Lebanese army officers said troops discovered on Thursday eight Grad and Katyusha-type rockets set up with timers that were on the verge of being launched near the border with Israel.
Two senior officers said troops were dismantling the rockets, discovered in the coastal region between Naqoura and Tyre.
They said the rockets' timers were activated, and one of the officers said the rockets were to have been fired late Thursday night.
Earlier one of the officials said the rockets were "directed toward Israel."
"We are investigating whether they were prepared for launching or for use at a later stage. The expert is dismantling them now," the official told AFP.
Based on the type of rockets found, IDF officials estimated that Hizbullah was not directly behind the launching attempt.
A number of Lebanese news agencies reported that timers attached to the rockets had been activated and that they had been discovered "shortly before their expected launch times." A UNIFIL force, lead by UNIFIL Commander General Claudio Graziano arrived in the area to oversee the defusing process. The area where the bombs were discovered, some five kilometers from Lebanon's border with Israel, is considered a Hizbullah stronghold.
One of the rockets (Photo: Reuters)
Despite the location, it's possible that the rockets were set up by the al-Qaeda-affiliated Ansar al-Islam organization - which previously operated out of the Nahr al-Barad Palestinian refugee camp until it was banished from there by the Lebanese army - in order to try and incite violence along the border so as to make trouble for the Lebanese government and military.
The group has already fired twice from the region where the rockets were discovered and are suspected of having attacked UNIFIL's Spanish brigade.
Hizbullah is estimated to possess some 40,000 missiles and rockets on both sides of the Litani River. The majority of the arsenal is to be found in Hizbullah bunkers north of the Litani and contains long-range warheads capable of reaching targets within 250 km range.
All but a few hundred of the rockets in the arsenal are south of the Litani, maintained in fortified, underground bunkers that were built to allow Hizbullah operatives to fight against any invading armored and infantry forces trying to cross the river.
In January two rockets landed in the northern Israeli community of Shlomi; one of them landed near a school, but no injuries were reported.
Six months prior to that attack 107mm rockets exploded near Kiryat Shmona. Lebanese officials postulated at the time that the rockets were launched by a Palestinian organization as part of its conflict with the Lebanese army.
Hizbullah denied any connection to the attack, and the next day a group called "Jihad's Badr Brigades" clamed responsibility for the firing.
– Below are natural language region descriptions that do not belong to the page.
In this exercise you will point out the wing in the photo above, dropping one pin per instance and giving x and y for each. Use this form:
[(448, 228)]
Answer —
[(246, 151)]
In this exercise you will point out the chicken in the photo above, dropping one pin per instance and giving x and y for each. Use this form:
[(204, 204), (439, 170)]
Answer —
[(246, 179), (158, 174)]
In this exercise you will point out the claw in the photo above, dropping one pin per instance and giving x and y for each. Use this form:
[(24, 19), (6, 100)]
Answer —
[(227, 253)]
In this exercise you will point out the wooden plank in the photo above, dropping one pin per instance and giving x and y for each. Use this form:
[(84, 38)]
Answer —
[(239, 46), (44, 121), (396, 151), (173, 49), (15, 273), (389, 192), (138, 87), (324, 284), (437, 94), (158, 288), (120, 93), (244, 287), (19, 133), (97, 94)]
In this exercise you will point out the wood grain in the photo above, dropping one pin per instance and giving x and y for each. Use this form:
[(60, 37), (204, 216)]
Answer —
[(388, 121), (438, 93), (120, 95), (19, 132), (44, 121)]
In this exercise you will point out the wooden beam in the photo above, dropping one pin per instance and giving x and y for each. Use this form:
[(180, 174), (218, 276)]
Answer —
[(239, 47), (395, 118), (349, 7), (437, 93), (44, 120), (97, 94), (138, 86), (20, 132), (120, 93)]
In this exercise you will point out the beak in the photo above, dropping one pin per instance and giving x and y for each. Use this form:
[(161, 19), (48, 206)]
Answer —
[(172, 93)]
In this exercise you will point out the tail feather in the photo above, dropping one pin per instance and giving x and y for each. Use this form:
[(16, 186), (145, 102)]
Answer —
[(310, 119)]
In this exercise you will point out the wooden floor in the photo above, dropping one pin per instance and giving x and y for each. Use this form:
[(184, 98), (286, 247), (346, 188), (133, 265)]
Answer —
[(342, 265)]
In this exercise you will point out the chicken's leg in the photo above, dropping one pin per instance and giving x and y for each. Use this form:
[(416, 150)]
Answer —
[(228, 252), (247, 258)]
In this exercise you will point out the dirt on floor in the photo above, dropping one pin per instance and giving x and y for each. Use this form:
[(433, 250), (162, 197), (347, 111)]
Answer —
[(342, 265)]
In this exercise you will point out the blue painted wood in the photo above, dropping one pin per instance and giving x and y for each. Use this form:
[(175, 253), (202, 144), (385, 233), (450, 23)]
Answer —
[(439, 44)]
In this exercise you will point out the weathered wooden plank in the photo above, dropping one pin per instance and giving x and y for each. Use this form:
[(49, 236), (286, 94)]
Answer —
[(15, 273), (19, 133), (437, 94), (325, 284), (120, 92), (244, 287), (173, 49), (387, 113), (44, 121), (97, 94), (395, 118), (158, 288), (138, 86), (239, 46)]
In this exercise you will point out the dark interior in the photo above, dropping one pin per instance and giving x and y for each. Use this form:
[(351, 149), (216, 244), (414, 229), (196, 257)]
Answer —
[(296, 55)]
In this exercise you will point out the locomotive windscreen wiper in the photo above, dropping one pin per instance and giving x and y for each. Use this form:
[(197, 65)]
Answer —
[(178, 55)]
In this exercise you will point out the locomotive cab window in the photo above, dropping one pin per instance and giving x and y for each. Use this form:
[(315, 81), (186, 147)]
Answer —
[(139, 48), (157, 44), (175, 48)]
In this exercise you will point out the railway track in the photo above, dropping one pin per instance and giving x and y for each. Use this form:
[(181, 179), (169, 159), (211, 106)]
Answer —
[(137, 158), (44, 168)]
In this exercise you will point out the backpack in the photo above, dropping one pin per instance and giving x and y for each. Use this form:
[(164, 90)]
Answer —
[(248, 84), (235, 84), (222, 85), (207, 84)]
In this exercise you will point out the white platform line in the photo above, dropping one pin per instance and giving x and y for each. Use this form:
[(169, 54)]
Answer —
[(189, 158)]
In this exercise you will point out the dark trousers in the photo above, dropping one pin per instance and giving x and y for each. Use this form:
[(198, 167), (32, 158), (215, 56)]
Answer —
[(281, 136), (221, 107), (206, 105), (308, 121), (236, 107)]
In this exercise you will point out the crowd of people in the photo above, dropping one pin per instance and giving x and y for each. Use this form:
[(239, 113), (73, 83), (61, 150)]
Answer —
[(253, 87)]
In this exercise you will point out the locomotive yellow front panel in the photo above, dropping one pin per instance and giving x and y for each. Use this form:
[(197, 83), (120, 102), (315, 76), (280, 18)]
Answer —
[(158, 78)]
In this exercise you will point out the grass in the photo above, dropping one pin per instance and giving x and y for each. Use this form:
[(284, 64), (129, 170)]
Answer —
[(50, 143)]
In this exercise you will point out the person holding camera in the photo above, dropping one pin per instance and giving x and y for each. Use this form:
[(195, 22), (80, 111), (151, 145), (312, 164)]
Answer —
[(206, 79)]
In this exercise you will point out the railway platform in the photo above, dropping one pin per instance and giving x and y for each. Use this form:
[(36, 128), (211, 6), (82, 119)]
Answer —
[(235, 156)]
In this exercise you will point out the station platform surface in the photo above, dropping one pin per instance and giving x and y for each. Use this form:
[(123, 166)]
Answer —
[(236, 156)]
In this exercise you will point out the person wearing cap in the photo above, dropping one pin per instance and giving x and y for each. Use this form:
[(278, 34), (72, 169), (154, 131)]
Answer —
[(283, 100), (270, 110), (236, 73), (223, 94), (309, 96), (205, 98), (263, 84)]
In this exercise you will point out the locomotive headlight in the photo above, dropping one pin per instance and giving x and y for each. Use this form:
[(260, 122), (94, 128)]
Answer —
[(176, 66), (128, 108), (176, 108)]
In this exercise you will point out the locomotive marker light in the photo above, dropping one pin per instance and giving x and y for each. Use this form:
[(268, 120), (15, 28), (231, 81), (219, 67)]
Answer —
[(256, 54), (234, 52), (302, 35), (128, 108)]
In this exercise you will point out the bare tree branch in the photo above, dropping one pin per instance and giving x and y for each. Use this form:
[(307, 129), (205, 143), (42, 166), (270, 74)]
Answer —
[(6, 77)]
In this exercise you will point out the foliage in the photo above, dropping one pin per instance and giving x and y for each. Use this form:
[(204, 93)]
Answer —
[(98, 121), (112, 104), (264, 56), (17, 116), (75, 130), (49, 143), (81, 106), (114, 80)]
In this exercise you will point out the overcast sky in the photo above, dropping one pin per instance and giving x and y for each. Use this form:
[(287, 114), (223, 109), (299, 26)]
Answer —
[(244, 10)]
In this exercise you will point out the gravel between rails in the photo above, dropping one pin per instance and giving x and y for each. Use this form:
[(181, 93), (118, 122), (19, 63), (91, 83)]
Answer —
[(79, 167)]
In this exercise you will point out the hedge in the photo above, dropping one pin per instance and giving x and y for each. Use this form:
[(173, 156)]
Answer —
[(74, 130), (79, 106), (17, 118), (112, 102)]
Israel and Hizbullah fought a devastating 34-day war in the summer of 2006 which killed more than 1,200 Lebanese, mostly civilians, and more than 160 Israelis, mostly soldiers.
The group has been accused by the Jewish state of using the time since the end of the conflict to rearm.
Last month, Israeli Defense Minister Ehud Barak told parliament that the Shiite group is three times stronger now than it was in 2006.